Installation and Configuration

This document describes the installation and configuration of MariaDB ColumnStore 1.2, Apache Spark 2.4.0, and mcsapi for Spark in a dockerized lab environment. Production system installations need to follow the same steps. Installation and configuration commands and paths might change depending on your operating systems, software versions, and network setup.

Lab environment setup

The lab environment consists of:

  • A multi node MariaDB ColumnStore 1.2 installation with 1 user module (UM) and 2 performance modules (PMs)
  • A multi node Apache Spark 2.4 installation with 1 Spark driver and 2 Spark workers

It is defined through following docker-compose.yml configuration.

To start the lab environment download it and go to the folder containing the docker-compose.yml file. Then execute:

docker-compose up -d

This will spin up the environment with six containers.

Installation of mcsapi for Spark

To utilize mcsapi for Spark’s functions you have to install it on every Spark worker node as well as the Spark driver. Therefore, you first have to set up the regarding software repository via:

docker exec -it {SPARK_MASTER | SPARK_WORKER_1 | SPARK_WORKER_2} bash #to get a shell in the docker container instance
apt-get update
apt-get install -y apt-transport-https dirmngr wget
echo "deb https://downloads.mariadb.com/MariaDB/mariadb-columnstore-api/latest/repo/debian9 stretch main" > /etc/apt/sources.list.d/mariadb-columnstore-api.list

Then add the repository key and refresh the repositories via:

wget -qO - https://downloads.mariadb.com/MariaDB/mariadb-columnstore/MariaDB-ColumnStore.gpg.key | apt-key add -
apt-get update

And finally install mcsapi for Spark and its dependencies:

apt-get install -y mariadb-columnstore-api-spark

It is further advised to install the MariaDB Java JDBC library on the Spark driver to be able to execute DDL.

cd ${SPARK_HOME}/jars
wget https://downloads.mariadb.com/Connectors/java/connector-java-2.3.0/mariadb-java-client-2.3.0.jar

For other operating systems, please follow the dedicated installation document in our Knowledge Base.

Spark configuration

To configure Spark to use mcsapi for Spark two more actions need to be executed.

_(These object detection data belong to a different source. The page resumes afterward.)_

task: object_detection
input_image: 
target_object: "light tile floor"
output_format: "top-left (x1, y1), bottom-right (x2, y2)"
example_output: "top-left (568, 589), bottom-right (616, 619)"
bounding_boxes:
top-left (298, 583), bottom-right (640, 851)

On the one hand, the Spark master’s configuration needs to be adapted to utilize the newly introduced Java libraries for javamcsapi and mcsapi for Spark.

cd ${SPARK_HOME}/conf   # if ${SPARK_CONF_DIR} is set it needs to be used instead
echo "spark.driver.extraClassPath /usr/lib/javamcsapi.jar:/usr/lib/spark-scala-mcsapi-connector.jar" >> spark-defaults.conf
echo "spark.executor.extraClassPath /usr/lib/javamcsapi.jar:/usr/lib/spark-scala-mcsapi-connector.jar" >> spark-defaults.conf

On the other hand, mcsapi for Spark needs information about the ColumnStore cluster to write data to. This information needs to be provided in form of a Columnstore.xml configuration file. This needs to be copied from ColumnStore’s um1 node to the Spark master and each Spark worker node.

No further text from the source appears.